The administration's Making Home Affordable Program (HAMP) is beginning to look a little more robust based on figures released Wednesday the U.S. Treasury Department and the Department of Housing and Urban Development (HUD), joint sponsors of the program. 

The newest figures indicate more borrowers are emerging from trial loan modifications and signing permanent loan modification offers. As of the end of January, a total of 116,297 permanent loan modifications had been signed, nearly double the 66,465 reported at the end of December. An additional 76,482 had been extended permanent modification offers but had not yet returned the paperwork.  830,438 borrowers are still in some stage of the required three month trial period required by the program guidelines.

Since the program began last spring, 1,269,937 households have been extended loan modifications offers, 1,008,216 of which had enrolled in trials. 60,500 had been cancelled.  However, the rate at which new candidates are entering the program is dropping.  The increase in enrollment from December to January was 80,500 compared to 109,500 from November to December and 110,081 the month before that.  Enrollment in the trial peaked in October at 157,000.

The Treasury Department estimates that there are approximately 5.6 million first mortgage loans that are 60 or more days delinquent, however, only 1.7 million of these are currently estimated to be eligible for inclusion in the HAMP program. 

Eligible loans are modified so that payments do not exceed 31 percent of monthly income through interest rate reductions and, where necessary, an extension of the term of the loan or forbearance of principal.  The Treasury Department estimates that the median decrease in monthly payment is $522.

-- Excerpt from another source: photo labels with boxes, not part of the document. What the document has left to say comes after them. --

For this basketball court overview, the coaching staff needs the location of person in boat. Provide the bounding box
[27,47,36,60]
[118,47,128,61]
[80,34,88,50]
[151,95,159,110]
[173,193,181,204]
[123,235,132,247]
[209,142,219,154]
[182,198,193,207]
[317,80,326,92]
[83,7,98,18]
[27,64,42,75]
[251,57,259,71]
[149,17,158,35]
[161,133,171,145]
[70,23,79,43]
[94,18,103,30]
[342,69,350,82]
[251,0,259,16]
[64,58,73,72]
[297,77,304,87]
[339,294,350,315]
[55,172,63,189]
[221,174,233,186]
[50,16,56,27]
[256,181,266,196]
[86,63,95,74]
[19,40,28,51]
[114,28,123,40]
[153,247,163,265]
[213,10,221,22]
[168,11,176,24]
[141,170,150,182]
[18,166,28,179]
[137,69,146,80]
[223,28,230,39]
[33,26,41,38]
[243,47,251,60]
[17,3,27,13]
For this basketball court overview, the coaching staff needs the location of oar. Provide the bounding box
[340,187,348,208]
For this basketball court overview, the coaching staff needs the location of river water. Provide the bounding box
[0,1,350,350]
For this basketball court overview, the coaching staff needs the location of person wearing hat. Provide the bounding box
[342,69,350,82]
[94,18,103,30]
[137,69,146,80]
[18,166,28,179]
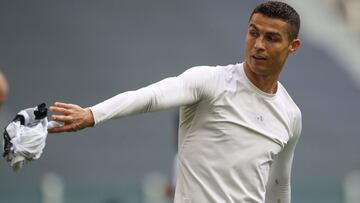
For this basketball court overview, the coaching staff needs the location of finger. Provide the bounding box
[54,102,78,109]
[49,106,71,115]
[48,125,75,133]
[51,115,73,122]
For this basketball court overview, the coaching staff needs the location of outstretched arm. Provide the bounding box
[48,102,95,133]
[48,67,219,133]
[265,112,301,203]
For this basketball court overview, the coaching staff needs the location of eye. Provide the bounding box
[249,29,259,37]
[266,34,281,42]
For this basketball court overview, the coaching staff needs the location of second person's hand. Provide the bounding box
[48,102,95,133]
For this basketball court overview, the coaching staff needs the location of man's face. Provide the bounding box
[245,13,300,76]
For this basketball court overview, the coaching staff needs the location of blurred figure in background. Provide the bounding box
[0,71,9,106]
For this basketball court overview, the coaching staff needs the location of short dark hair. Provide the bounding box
[250,1,300,41]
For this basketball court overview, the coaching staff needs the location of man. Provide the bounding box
[0,71,9,106]
[49,1,301,203]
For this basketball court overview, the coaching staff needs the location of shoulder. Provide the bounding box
[179,65,236,83]
[178,65,235,97]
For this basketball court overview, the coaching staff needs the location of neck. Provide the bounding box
[244,63,279,94]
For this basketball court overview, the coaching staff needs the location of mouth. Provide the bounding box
[251,54,267,61]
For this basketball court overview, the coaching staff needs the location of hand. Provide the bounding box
[48,102,95,133]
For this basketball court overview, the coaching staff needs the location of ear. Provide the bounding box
[289,39,301,53]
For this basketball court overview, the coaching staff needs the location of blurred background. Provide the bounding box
[0,0,360,203]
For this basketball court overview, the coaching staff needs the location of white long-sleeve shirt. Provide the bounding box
[90,64,301,203]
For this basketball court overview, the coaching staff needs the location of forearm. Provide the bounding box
[90,77,196,124]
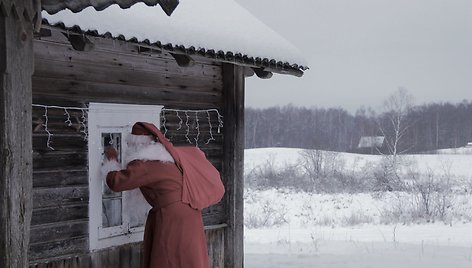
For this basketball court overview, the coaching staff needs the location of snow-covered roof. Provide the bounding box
[41,0,179,15]
[42,0,308,76]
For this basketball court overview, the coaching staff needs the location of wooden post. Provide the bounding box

Some fall out of eligibility because they are FHA or VA loans, jumbo loans, or those originated after the eligibility end date for origination.  Others are eliminated based on being non-owner occupied or vacant or for having negative income or a borrower debt ration already below the 31 percent level the program is designed to achieve.  While the report states that these numbers represent a one-time snapshot and that more borrowers are expected to become eligible for HAMP, it still appears that there are a significant number of troubled loans out there that may not be reached by programs such as this and may proceed to foreclosure.

HAMP utilizes loan servicers to contact borrowers who are 60 days or more delinquent on their mortgage payments, evaluate their eligibility for the program and do the paperwork necessary to enroll them in trial modifications.  Over 100 servicers are now enrolled as participants in the program and firms servicing Freddie Mac and Fannie Mae owned loans are automatically enrolled as HAMP participants. The HAMP program has been criticized for the low rate of conversion from trial to permanent modification status and, in January program administrated enacted a program of increased supervision of servicers and additional assistance to borrowers in an attempt to improve the conversion rate.

Three of the servicers, CitiMortgage, GMAC, and Saxon Mortgage Services are at or near having enrolled 50 percent of their delinquent loans in the program and most of the large servicers have enrolled 30 to 40 percent of eligible loans in modifications.

While borrowers must keep their modified loans current for three months before converting to permanent status, only about 7,000 permanently modified loans have aged more than three months so the program is still too young to allow any estimates of the rate of default. As reported here yesterday, it is estimated the redefault rate on Freddie Mac and Fannie Mae loan modifications are running at about 60%.

MND's Adam Quinones adds one last observation from the report...

It is noted that the majority of successful loan modifications,  57.4% to be exact, have been borrowers who are out of work or are underemployed. If those borrowers are unable to get work, those loans might end up defaulting anyway. Again, this calls attention to the need for stimulus in the labor market.